Published: 3/11/2022 11:03:59 AM

It has become increasingly clear that mental health is currently at crisis levels, ranging from children to the elderly, from well-to-do to the homeless. The March 9 article published in the Recorder reporting the addition of a mental health treatment facility in Holyoke to address the “dire shortage” has me quite confused as to the logic of closing the mental health units at our local hospitals.

Now, I am no math wizard, but if 681 people are currently waiting in emergency rooms for a spot in a mental health facility, and 150 beds will be made available through this new facility in Holyoke, that leaves 531 people still without a place to go except to “board” in our emergency rooms — which means literally living in the ER. This means not only are the rooms unavailable for emergencies, but staff are also caring for them which stretches the amount of staff available for any trauma/emergency that comes in by ambulance.

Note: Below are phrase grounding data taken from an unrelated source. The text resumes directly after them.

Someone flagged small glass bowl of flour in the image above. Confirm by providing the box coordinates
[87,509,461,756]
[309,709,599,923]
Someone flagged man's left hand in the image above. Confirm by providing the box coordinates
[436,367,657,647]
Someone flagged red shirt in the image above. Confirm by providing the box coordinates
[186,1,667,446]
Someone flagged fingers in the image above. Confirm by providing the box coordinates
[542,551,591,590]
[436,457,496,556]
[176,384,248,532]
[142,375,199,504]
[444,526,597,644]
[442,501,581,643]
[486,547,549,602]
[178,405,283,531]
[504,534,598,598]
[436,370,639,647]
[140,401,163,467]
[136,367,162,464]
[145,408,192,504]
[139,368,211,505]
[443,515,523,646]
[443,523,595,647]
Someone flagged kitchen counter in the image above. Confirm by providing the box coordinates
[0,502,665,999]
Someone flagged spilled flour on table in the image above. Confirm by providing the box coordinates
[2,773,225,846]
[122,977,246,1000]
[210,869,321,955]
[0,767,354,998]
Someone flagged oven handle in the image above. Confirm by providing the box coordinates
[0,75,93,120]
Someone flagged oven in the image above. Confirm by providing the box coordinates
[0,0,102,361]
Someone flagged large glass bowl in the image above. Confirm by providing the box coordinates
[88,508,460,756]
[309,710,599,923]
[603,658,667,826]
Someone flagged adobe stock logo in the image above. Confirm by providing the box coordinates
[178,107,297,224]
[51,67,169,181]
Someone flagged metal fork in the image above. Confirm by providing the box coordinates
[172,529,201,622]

Isn’t it logical to keep our local hospital’s mental health units open to accept mental health patients? Is Baystate Health closing these units because of lack of profits? Baystate is supposedly non-profit, and cares for the community, yet they will partner with a for-profit company in building a measly 150 bed facility and then close whatever we already have in our local hospitals. This doesn’t make sense unless it is all about profit, and not really about the people who so desperately need help.

This community needs to speak up and demand that our local mental health units are not shut down just because a facility of 150 beds is opening. When those units close, those new beds in Holyoke will be filled with the community hospitals’ current populations. Then where do the excess 600 or so people go? They continue to live in our local ER … and the cycle begins again.

I currently work as maternity nurse at the Birthplace at Franklin Medical Center. When there is not enough staff in the ER, I have been called upon to “sit” with mental health patients in the ER to ensure their safety while they are waiting for a bed somewhere. Bottom line: more beds, not less.

Terri Kerner lives in Greenfield and lost a daughter by suicide due to mental illness.